Memory Store

Why do we need memory for AI?

Ankur Goel

May 14, 2026

Stateless Agents Are a Dead End

The majority of AI agents shipping today have a big defect, and the AI industry is just starting to address it.

Whenever we, or an agent, open a fresh chat, the agent knows nothing about us. It doesn't know what we decided last Tuesday, what our team is shipping this month, which customer churned last week, or that the integration we're debugging right now broke in the exact same way three weeks ago. We explain again and again. We keep pasting context. And we hope the system prompt is long enough. Unfortunately, at the end of a session, all of it is lost. So when the next session is supposed to happen, the agent needs to be fed all the context again. This makes agents, especially the ones responsible for operating without our intervention, almost useless.

This is a fundamental architectural failure. So far, the options explored are longer context windows, retrieval hacks, and increasingly elaborate prompt engineering. None of these work, because none of it is memory.

But LLMs need to forget

Large Language Models (LLMs) are stateless by design because it is a fundamental architectural requirement for scalability, cost-efficiency, and reliability in modern computing.

In a stateless system, each inference call (request) is an independent event that starts with a fresh context window and no memory of previous interactions. Every GPU can handle every request because of the statelessness of the model. This makes them more deterministic. However, it makes them a goldfish. An intelligent but forgetful goldfish.

Ted Lasso telling Sam to "be a goldfish"
Remember when Ted said to Sam "Be a goldfish"? We need to say something else to the agents.

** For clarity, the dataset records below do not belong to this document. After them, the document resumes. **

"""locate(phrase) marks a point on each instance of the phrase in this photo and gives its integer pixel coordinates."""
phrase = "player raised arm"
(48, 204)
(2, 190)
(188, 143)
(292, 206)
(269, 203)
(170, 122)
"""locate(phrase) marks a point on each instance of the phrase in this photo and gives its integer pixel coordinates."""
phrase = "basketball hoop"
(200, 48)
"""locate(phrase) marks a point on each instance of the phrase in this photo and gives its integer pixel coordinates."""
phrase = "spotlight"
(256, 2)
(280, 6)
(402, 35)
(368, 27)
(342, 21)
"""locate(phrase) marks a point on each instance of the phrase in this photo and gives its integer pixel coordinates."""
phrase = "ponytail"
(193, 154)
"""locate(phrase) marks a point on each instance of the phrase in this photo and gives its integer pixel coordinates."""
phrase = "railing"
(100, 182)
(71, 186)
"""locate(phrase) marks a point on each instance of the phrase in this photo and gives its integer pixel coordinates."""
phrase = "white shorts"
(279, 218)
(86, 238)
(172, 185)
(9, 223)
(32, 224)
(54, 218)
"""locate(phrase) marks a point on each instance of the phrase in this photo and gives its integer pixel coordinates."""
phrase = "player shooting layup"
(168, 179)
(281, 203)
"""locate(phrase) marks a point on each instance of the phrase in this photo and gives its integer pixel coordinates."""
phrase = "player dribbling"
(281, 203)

So… the dominant industry response to the memory problem is to make the goldfish bowl bigger. Or scream everything to the poor goldfish every time it needs to do something useful. A million tokens. Ten million tokens. Eventually the whole history, geography, and physics of a company are stuffed into a single prompt along with the inference request.

What's actually broken

The real problem in stateless agents is more specific than no long-term recall. It's that they have zero life context. They don't know which projects are live, which decisions are settled versus contested, which incidents recur, which customers are strategic versus marginal, which teammates own which surfaces. They meet you for the first time in every conversation.

Compare this to how humans actually work in teams. A new hire is useless for weeks not because they lack intelligence, but because they lack context. Six months in, the same person is indispensable. Same brain, same training, but they have accumulated memory of who, what, when, and why. And they're able to recall the right things at the right time to use. This means that the bottleneck is context, not intelligence.

The agents we build today are super smart, but unfortunately they're perpetually on day one. They need an intelligent memory storing and cataloguing system to familiarize with the team and work over time.

The DIY landscape

There is no real memory solution available globally yet. Users are hacking together their own memory solution. The solutions being put together look like cron jobs, markdown files, and personal RAG pipelines hacked on weekends. But the most ubiquitous solution today is pasting the whole context into agent calls. The DIY infrastructure is being built by users. And if conversations with any heavy AI user tell us anything, it's that this infrastructure is far from good.

The time wasted on updating agents with context is real, to the point that sometimes automation through agents feels useless.

From absolutely useless to useful

Once an agent has real, structured memory, the qualitative shift isn't "it's a bit more useful." It's that the agent crosses from absolutely useless to useful.

Take a simple example of an email response agent. When you're dealing with clients who are paying you thousands, or hundreds of thousands, of dollars, you want to be fast in your communication, but you also want to be professional, well-researched, and up-to-date with their context.

Email automation today is possible and fairly simple. But most founders we spoke with are mortified at the thought of an email agent replying to clients, because it doesn't have the real context. To the email agent, the only objective is… to reply "in the most helpful manner" and "in the tone consistent with my emails". This means the email agent can send the wrong POC, timeline, or even pricing to users. This ends up creating more work than it solves. This fear makes the email agent absolutely useless. It leads people who are paying $25 for Superhuman to still avoid using AI to draft replies to their emails.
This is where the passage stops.